Previous work has shown that the behavior of stochastic multi-agent learning algorithms with an infinitesimal learning rate can be described by deterministic dynamical systems. This approach makes it possible to employ tools from dynamical systems theory to judge the convergence properties of learning algorithms in strategic interactions. In particular, the dynamics of Q-learning have been related to an extension of the replicator dynamics from evolutionary game theory with an additional exploration term.
However, this equivalence is based on the simplifying assumption that all actions are updated at every time step. Here, I show that this leads to a discrepancy between the observed algorithm performance and the idealized evolutionary model. Since the idealized model shows preferable behavior, I introduce the variation Frequency Adjusted Q-learning (FAQ-learning) that adheres to the idealized dynamics. In addition, this solidified link is used to provide a convergence proof for FAQ-learning in two-agent two-action games. In the limit of infinite time, FAQ-learning converges to stable points whose distance to Nash equilibria is related to the degree of exploration of the algorithms. Hence, this proof relates multi-agent reinforcement learning to evolutionary and classical game theory.

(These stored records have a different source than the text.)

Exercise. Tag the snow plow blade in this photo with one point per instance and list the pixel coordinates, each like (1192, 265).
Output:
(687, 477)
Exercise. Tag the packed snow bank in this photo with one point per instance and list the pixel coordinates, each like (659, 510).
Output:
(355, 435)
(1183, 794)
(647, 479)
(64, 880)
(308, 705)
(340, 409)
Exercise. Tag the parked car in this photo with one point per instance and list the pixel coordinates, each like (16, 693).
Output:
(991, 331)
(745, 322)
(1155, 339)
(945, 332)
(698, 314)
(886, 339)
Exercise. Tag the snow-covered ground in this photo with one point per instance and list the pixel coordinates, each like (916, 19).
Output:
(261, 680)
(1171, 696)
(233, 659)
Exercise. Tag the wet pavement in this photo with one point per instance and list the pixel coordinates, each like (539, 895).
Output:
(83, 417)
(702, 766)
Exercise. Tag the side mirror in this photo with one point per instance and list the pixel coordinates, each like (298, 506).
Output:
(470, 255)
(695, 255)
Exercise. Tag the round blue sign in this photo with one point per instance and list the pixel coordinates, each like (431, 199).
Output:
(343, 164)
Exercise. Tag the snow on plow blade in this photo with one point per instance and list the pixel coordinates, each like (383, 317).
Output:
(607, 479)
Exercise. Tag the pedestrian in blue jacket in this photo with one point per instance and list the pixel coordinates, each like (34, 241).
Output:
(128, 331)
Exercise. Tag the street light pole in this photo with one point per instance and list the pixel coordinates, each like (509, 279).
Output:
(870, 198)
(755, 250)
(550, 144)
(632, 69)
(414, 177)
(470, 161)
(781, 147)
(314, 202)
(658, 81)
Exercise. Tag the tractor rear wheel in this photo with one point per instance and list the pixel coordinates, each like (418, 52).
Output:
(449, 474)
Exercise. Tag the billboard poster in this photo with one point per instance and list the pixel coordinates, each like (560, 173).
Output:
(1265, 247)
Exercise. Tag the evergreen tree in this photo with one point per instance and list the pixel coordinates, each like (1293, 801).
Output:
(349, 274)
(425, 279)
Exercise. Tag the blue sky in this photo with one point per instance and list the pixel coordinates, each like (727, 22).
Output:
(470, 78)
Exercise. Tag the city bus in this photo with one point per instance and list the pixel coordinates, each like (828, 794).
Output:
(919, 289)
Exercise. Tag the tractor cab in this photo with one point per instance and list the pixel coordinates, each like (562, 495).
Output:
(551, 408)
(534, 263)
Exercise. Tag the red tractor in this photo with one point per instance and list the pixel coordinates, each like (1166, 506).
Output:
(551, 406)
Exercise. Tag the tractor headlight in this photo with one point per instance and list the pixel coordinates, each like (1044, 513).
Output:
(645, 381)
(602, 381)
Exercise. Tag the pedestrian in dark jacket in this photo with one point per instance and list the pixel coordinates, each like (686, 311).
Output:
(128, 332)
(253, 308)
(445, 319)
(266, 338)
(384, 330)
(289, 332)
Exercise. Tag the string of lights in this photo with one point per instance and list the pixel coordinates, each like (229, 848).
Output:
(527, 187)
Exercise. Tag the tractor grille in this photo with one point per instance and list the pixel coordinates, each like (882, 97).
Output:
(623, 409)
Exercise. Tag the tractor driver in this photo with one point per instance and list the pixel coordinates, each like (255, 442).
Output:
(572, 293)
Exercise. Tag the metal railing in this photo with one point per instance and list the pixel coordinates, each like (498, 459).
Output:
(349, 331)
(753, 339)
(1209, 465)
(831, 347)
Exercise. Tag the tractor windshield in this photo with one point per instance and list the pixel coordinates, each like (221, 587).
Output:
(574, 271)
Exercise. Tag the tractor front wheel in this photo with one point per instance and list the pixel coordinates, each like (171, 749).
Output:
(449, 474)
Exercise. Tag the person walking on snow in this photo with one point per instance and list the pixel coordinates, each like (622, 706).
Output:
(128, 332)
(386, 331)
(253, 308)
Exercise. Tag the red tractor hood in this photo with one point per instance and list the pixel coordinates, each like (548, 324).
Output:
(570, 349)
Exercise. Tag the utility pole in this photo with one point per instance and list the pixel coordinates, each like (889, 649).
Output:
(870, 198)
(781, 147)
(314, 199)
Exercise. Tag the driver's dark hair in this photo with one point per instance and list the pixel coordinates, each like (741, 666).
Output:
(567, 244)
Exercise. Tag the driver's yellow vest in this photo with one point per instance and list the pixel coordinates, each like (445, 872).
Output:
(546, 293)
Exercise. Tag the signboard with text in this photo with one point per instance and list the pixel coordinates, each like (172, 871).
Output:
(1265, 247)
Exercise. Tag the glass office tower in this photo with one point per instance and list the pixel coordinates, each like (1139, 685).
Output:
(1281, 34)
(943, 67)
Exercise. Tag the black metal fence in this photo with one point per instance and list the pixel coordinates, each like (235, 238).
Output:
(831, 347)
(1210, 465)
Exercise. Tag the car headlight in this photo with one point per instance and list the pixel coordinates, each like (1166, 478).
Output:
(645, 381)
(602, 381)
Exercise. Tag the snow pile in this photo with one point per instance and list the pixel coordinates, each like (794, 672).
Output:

In subsequent chapters, I extend the evolutionary framework for multi-agent learning to more realistic settings, like multiple states and varying exploration rates. Furthermore, I introduce an orthogonal visualization of the dynamical systems that provides a method to design time-dependent parameters of agents (e.g., exploration) and games. The evolutionary game theoretic models have the replicator dynamics as a common building block, and a similar term appears in the dynamical systems describing Infinitesimal Gradient Ascent (IGA). The commonalities and differences between variations of IGA dynamics and replicator dynamics are discussed in detail. In essence, the difference depends on whether the payoff signal is known for all actions at every time step or whether it needs to be sampled for one action at a time. This implies that the reinforcement-learning algorithms can be seen as stochastic gradient ascent on the payoff function. The comparative discussion of these two independently developed approaches unites them under the same terminology and provides a basis for further cross-fertilization.
Finally, the merits of an evolutionary analysis are demonstrated in two application domains: auctions and poker. The analysis critically evaluates strategic behavior and compares the results with domain knowledge. The strategic payoffs from the application domains are captured in a heuristic payoff table by observing various finite strategy constellations. Subsequently, the expected payoff for an arbitrary mix of strategies in an infinite population can be approximated from the heuristic payoff table, and is used in the context of the evolutionary dynamics. In poker, results are in line with expert advice, even more so if exploration is accounted for in the evolutionary model. Similarly, results in simulated double auctions confirm results from previous work. More specifically, performance in double auctions does not increase monotonically with more information about the future price development: traders with no information perform at market average, while traders with little information are exploited by insiders with a lot of information; this results in a J-curve for the value of information. If information comes for free, insiders drive other traders extinct. If on the other hand information is costly, less informed traders may prevail. This work provides a good basis to study the resilience to exogenous events, like trader in- and outflow, that may further disturb the system.
Overall, this dissertation contributes to the state-of-the-art in multi-agent reinforcement learning in several ways: (1) a critical evaluation and improvement of the link between Q-learning and its idealized dynamics enables a proof of convergence for the variant Frequency Adjusted Q-learning, (2) the evolutionary framework is extended to more realistic settings and enriched by new perspectives, and (3) application domains demonstrate how practical insights can be derived from the theoretical models. Tying together tools from reinforcement learning, dynamical systems, evolutionary and classical game theory, this dissertation lays out a formal framework for the analysis of systems in which agents are learning against learning, paving the way for many viable future research endeavors.